Let us suppose the value of the given integral be I. So, we get equation as
$I=\int{{{\sin }^{3}}x{{\cos }^{3}}xdx}$ …………………………(i)
Now, we can rewrite the equation (i) as
$I=\int{{{\left( \sin x\cos x \right)}^{3}}dx}$
Multiply and divide by 2 inside the bracket of RHS part of the above equation, we get
$I=\int{\dfrac{{{\left( 2\sin x\cos x \right)}^{3}}}{{{\left( 2 \right)}^{3}}}dx}$
$\Rightarrow I=\dfrac{1}{8}\int{{{\left( 2\sin x\cos x \right)}^{3}}dx}$ ………………………(ii)
Now, we know the trigonometric identity of $\sin 2x$ is given as
$\sin 2x=2\sin x\cos x$ ……………………………….(iii)
So, we can replace $2\sin x\cos x$ from the equation (iii) by $\sin 2x$ in the expression of equation (ii).
So, we get value of I as
$I=\dfrac{1}{8}\int{{{\left( \sin 2x \right)}^{3}}dx}$
$I=\dfrac{1}{8}\int{{{\sin }^{3}}2xdx}$ …...............................(iv)

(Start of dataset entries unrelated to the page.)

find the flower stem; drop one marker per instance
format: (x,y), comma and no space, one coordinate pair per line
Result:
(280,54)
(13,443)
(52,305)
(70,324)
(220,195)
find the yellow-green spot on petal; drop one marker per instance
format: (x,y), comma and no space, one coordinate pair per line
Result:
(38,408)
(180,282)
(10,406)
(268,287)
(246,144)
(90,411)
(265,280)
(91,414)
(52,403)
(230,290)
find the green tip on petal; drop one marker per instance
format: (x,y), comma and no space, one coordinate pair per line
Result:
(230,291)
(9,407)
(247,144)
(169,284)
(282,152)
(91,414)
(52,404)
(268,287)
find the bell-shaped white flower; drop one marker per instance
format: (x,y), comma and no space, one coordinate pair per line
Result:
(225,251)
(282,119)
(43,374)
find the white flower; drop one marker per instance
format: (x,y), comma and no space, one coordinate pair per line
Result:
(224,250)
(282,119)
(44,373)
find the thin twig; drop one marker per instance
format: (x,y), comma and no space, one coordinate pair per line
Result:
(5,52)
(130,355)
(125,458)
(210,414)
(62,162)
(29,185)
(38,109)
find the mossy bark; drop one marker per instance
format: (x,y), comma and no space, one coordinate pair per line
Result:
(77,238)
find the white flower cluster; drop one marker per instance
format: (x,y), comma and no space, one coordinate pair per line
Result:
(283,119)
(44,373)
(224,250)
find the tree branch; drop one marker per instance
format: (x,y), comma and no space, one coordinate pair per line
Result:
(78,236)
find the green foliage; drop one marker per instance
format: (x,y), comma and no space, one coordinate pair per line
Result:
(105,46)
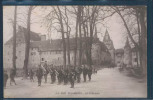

As we know trigonometric identity of $\sin 3x$ can be given as
$\sin 3x=3\sin x-4{{\sin }^{3}}x$ ………………………..(v)
Now, put $x=2x$ to the equation (v), so, we get
$\sin 6x=3\sin 2x-4{{\sin }^{3}}2x$
Now, we can get value of ${{\sin }^{3}}2x$ as
$4{{\sin }^{3}}2x=3\sin 2x-\sin 6x$
$\Rightarrow {{\sin }^{3}}2x=\dfrac{3}{4}\sin 2x-\dfrac{1}{4}\sin 6x$ ………………………(vi)
Hence, using equation (vi), we can replace ${{\sin }^{3}}2x$ by $\dfrac{3}{4}\sin 2x-\dfrac{1}{4}\sin 6x$ . Hence, we get value of I as
$I=\dfrac{1}{8}\int{\left( \dfrac{3}{4}\sin 2x-\dfrac{1}{4}\sin 6x \right)dx}$
$I=\dfrac{3}{32}\int{\sin 2x-\dfrac{1}{32}\int{\sin 6x}dx}$
Now, we know $\int{\sin xdx=-\cos x}$
So, we get value of I as
$I=\dfrac{3}{32}\left( \dfrac{-\cos 2x}{2} \right)-\dfrac{1}{32}\left( \dfrac{-\cos 6x}{6} \right)+c$
$I=\dfrac{-3\cos 2x}{64}+\dfrac{\cos 6x}{192}+c$
Hence, we get $\int{{{\sin }^{3}}x{{\cos }^{3}}xdx}=\dfrac{-3\cos 2x}{64}+\dfrac{\cos 6x}{192}+c$

Note: Another approach for the problem would be that we can replace ${{\cos }^{3}}x$ and ${{\sin }^{3}}x$ by relations :-
${{\sin }^{3}}x=3\sin x-4{{\sin }^{3}}x$
${{\cos }^{3}}x=4{{\cos }^{3}}x-3\cos x$
And hence, multiply them and simplify it.
Always try to convert $\int{{{\sin }^{^{m}}}x{{\cos }^{n}}xdx}$ by $\sin 2x=2\sin x\cos x$ , if m and n are odd numbers and same, otherwise suppose ${{\tan }^{2}}x=t$ .